You’d never know there’s a Medicare crisis pending. Neither President Barack Obama nor presumptive GOP nominee Gov. Mitt Romney has brought up a shortfall two congressmen and two senators say could come within four years. The fact that the senators and congressmen are physicians suggests the warning should be heeded.

U.S. Senators and doctors Tom Coburn (R-Okla.), John Barrasso (R-Wyo.) and House Representatives Phil Gingrey (R-Ga.) and Phil Roe (R-Tenn.) released a report on Monday, warning that Medicare may not be able to pay health care providers as early as 2016. Medicare trustees pinpointed that date as the earliest the fund could become insolvent.

Seniors should be concerned because Coburn and his colleagues pointed out the Social Security Act doesn’t provide for a possible shortfall. There’s no legal authority for the program to use general revenue for Medicare.

Coburn has repeatedly attempted to get something done on the matter, and he’s issued a number of public statements about this and other fiscal matters.

“As a physician, I have seen time and time again that access to a government program does not equal access to health care. We are already seeing providers refuse to accept Medicare patients because the reimbursement process is broken. We can expect more providers to drop coverage if Congress and the administration do not take steps to shore up the program,” said Coburn, who has authored a Medicare reform plan, the Seniors’ Choice Act, with Senator Richard Burr (R-N.C.). “Congress and the administration’s refusal to reform Medicare are putting our patients, providers and economy at grave risk.”

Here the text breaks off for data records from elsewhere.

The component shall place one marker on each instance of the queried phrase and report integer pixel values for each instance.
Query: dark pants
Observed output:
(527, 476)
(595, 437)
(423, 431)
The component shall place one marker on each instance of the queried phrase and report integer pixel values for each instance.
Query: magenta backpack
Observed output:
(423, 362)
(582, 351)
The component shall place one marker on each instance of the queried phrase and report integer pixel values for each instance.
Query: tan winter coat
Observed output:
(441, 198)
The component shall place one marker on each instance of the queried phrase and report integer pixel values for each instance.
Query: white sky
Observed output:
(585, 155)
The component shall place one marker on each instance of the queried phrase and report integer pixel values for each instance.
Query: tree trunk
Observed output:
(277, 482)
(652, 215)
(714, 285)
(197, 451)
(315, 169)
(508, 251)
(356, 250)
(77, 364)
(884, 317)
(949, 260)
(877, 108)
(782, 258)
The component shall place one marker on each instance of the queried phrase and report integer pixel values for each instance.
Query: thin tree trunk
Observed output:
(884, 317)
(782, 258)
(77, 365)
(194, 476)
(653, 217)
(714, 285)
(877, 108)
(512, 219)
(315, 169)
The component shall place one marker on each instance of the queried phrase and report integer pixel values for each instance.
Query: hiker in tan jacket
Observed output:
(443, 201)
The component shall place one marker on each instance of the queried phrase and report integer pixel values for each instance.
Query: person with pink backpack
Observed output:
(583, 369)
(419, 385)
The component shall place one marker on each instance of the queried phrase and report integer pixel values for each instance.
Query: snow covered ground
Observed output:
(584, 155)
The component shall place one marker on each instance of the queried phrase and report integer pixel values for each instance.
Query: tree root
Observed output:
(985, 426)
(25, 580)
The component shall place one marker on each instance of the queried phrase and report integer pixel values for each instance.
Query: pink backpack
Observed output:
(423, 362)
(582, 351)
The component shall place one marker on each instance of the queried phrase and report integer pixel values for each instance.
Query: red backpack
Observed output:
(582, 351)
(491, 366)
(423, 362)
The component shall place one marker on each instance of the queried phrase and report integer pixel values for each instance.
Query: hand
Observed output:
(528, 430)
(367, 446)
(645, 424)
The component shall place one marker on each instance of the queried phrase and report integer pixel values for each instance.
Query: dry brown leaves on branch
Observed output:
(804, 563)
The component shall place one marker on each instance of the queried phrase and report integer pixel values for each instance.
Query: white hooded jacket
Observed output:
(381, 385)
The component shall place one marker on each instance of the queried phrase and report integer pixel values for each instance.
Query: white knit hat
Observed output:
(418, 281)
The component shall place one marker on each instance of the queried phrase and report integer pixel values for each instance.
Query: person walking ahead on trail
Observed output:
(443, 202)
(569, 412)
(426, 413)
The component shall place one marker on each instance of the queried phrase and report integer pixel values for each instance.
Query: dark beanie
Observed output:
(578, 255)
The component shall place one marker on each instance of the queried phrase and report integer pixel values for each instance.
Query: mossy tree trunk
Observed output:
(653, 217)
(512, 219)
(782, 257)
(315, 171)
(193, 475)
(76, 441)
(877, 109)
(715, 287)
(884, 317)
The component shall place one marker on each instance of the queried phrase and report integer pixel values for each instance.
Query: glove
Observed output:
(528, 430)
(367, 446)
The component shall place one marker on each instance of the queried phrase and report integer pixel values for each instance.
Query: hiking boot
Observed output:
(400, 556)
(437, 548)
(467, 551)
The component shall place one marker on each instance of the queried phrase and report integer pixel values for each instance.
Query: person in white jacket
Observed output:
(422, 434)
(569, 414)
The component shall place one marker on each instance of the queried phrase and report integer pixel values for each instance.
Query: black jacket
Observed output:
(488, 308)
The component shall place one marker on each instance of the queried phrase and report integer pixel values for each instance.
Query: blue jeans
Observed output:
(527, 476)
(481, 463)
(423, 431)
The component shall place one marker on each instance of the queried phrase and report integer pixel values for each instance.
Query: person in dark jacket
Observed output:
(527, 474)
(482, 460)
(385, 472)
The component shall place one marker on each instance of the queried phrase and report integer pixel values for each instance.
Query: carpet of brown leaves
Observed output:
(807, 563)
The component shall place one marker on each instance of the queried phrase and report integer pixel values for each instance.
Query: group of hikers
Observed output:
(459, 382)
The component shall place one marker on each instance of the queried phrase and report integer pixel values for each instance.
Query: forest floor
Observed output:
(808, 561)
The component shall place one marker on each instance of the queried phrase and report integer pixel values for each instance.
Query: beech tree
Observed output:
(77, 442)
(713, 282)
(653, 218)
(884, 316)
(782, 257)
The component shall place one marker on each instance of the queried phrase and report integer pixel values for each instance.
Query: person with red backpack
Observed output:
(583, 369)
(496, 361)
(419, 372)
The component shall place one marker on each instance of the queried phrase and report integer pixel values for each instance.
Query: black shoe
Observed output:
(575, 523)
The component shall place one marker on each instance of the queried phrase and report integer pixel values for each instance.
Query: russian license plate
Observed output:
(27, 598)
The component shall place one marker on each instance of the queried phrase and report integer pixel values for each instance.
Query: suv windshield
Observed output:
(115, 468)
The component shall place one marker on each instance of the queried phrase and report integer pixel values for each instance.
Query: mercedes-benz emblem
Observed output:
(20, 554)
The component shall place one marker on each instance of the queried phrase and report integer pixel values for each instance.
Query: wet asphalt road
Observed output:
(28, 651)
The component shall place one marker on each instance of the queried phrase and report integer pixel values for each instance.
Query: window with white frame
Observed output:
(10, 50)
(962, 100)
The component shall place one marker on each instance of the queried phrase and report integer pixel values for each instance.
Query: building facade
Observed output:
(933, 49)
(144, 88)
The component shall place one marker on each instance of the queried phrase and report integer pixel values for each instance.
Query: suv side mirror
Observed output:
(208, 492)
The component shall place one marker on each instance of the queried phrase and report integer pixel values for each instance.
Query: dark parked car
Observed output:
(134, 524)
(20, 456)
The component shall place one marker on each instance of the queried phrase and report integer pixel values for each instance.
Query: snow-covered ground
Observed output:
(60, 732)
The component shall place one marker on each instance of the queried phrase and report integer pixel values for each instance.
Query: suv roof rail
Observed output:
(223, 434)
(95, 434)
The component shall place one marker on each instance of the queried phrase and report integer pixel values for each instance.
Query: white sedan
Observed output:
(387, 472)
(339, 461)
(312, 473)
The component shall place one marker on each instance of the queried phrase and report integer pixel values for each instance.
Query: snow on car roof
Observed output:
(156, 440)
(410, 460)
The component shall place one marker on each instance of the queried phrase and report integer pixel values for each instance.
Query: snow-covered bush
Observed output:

Coburn said bluntly that insolvency “would end Medicare as we know it.”

The Obama administration has cut Medicare, but the $500 billion reduction was diverted to funding the Patient Protection and Affordable Care Act, commonly referred to as ObamaCare.

The Federal Hospital Insurance Trust Fund and Federal Supplementary Medical Insurance Trust Fund trustees led by Treasury Sec. Tim Geithner issued a report in 2011. That report demonstrated a problem that has plagued Medicare for years.

Reductions in the payment rate updates for most categories of Medicare providers have been built into future budgets, but the trustees admitted “the virtual certainty that Congress will override this reduction.”

When budgeting for Medicare, one figure is input at the front end, usually containing projected reductions for providers. Congress erases the reductions with the annual “doc fix.”

“This is a looming crisis that many in Washington are choosing either to ignore or politicize,” said Gingrey. “The longer politicians block efforts to reform Medicare, the higher the stakes for our seniors. They deserve more, and so do America’s future generations. Simply put, the time to act is now.”

Despite the warnings, most media cycles within the preceding seven days have focused on dog stories and ancestors related to both candidates.

Neither candidate has referenced Coburn and his colleagues’ plan or the looming shortfall in recent campaign speeches.